Het ministerie van Buitenlandse Zaken, International Business en Internationale Samenwerking (BIBIS) heeft in 2022 SRD 413 miljoen besteed aan het uitbetalen van lonen en salarissen. In 2021 was dat ongeveer SRD 334 miljoen. BIBIS-minister Albert Ramdin zei gisteren bij een persconferentie van het ministerie over het jaarverslag van 2022 en de vooruitzichten van 2023, dat vorig jaar veel meer is uitgegeven vanwege de koersontwikkeling en looncorrecties.
Het ministerie telt 293 werknemers waarvan 230 in de thuisdienst werken. Op de buitenposten werken 63 personen. Ramdin deelde mee dat Suriname zeventien missies heeft waaronder veertien ambassadeurs en drie consulaten-generaals. Het gaat dus om ongeveer vier personen per missie. De departementsleiding gaat in 2023 voor bemensing van de buitenlandse dienst. Dit moet volgens de minister als Suriname meer wil halen uit de verschillende diensten.
Ramdin zei dat de diplomaten tot nu toe een goede job doen en dat zij daarom niet zomaar uitgestuurd worden. Ze worden eerst opgeleid en begeleid. “We moeten positief kijken naar onze mensen en ondersteuning geven als het goed is. Waar het niet goed is, moeten we het dan aangeven”, zei de BIBIS-topman.
Volgens de minister blijft de buitenlandse politiek van Suriname ongewijzigd. De belangrijke elementen van het beleid zijn dat het de functie moet hebben van ontwikkeling van Suriname en ondersteuning naar het sociaaleconomisch beleid gericht op herstel en groei met name het aantrekken van investeerders. Centraal staat hierin altijd het Surinaamse belang.
Ramdin zei dat er steeds vragen worden gesteld waarom Suriname bepaalde dingen wel of niet doet. De minister gaf aan dat elk land in de eerste plaats gericht is op eigen belang.

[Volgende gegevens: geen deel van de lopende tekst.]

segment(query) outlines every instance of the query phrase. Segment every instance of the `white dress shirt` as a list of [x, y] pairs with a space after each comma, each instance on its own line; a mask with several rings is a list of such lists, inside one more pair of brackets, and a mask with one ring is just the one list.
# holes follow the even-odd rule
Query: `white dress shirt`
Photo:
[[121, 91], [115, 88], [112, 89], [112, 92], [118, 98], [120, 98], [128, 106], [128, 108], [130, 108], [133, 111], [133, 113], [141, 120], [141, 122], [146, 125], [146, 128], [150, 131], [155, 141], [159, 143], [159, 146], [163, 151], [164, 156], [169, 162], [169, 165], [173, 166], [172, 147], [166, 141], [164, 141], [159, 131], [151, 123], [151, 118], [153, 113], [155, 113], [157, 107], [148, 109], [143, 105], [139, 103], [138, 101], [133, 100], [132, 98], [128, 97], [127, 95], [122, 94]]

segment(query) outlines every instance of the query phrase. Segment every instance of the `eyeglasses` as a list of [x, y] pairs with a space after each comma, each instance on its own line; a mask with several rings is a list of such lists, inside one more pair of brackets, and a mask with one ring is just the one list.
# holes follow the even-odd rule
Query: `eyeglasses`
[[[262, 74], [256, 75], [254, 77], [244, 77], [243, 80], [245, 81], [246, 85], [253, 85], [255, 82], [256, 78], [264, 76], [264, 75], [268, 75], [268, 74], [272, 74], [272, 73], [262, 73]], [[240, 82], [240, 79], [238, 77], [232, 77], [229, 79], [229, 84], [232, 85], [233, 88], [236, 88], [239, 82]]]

“Er zijn wel fundamentele issues op basis van internationale waarden en normen waar je collectief aan probeert te werken als het bijvoorbeeld gaat om democratie, rechtstaat, good governanc en rule of law. Maar als gaat om specifiek landsbelang kijken landen naar het nationaal belang. Dat doen wij ook”, aldus Ramdin.